I get cleaned up, finish heating the lasagna, head for the living room to eat, and turn on the TV. I bypass the "Girls Gone Wild" commercials and the "How to Decorate Your Deck" tutorial. I slide past police procedurals, chick flicks, wrestling, talk shows, gangster movies, religious channels, even football. And I settle on … cartoons. For an hour, I lose myself in fake violence and gunshots that are accompanied by big signs that say "BANG". And, as luck would have it, my very favorite cartoon of all time – a Wile E. Coyote short – comes on. It's him and a sheepdog, clocking in at the top of the day, the Coyote trying to get the sheep while the sheepdog out-thinks every scheme. They do this all morning, then break for lunch, sharing a thermos of coffee and talking about the family. Then they go back to it in the afternoon, still trying to kill each other until the whistle blows and they can go home.
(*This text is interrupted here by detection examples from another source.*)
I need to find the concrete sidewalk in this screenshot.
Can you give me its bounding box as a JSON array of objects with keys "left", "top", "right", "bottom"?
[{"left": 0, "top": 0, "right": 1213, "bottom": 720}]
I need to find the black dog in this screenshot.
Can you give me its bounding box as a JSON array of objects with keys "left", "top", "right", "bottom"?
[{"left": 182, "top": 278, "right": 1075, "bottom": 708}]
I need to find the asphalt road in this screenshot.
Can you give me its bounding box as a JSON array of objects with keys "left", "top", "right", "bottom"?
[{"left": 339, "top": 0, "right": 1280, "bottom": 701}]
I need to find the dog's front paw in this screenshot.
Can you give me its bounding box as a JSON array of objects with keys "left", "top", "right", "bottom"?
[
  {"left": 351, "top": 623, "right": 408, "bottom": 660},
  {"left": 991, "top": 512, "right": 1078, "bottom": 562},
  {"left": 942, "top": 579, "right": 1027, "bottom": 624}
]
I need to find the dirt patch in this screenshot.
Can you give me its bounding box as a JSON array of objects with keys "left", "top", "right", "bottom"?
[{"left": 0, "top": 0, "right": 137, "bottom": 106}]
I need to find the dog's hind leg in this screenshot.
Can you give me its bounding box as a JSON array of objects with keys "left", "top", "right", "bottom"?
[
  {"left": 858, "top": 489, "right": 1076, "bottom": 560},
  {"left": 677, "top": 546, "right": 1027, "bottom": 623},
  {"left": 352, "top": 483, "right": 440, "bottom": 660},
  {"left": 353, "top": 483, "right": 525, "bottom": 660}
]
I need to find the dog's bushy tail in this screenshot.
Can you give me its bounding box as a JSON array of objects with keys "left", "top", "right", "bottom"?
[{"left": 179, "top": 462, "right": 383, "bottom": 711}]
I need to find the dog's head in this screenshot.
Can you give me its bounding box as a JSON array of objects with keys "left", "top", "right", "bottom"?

I laugh and nod, because I understand. And somewhere after the last bite of lasagna and the beginning of the Spongebob Squarepants marathon, I stand and stretch and turn off the TV. I crawl into bed with the realization that the sheets are clean and the bed is mine and I don't have to sleep with one eye open tonight. I slide my eyes closed and sigh the sigh of a man who has beaten death … again. And then I smile to myself, because I will probably have to do it all again tomorrow.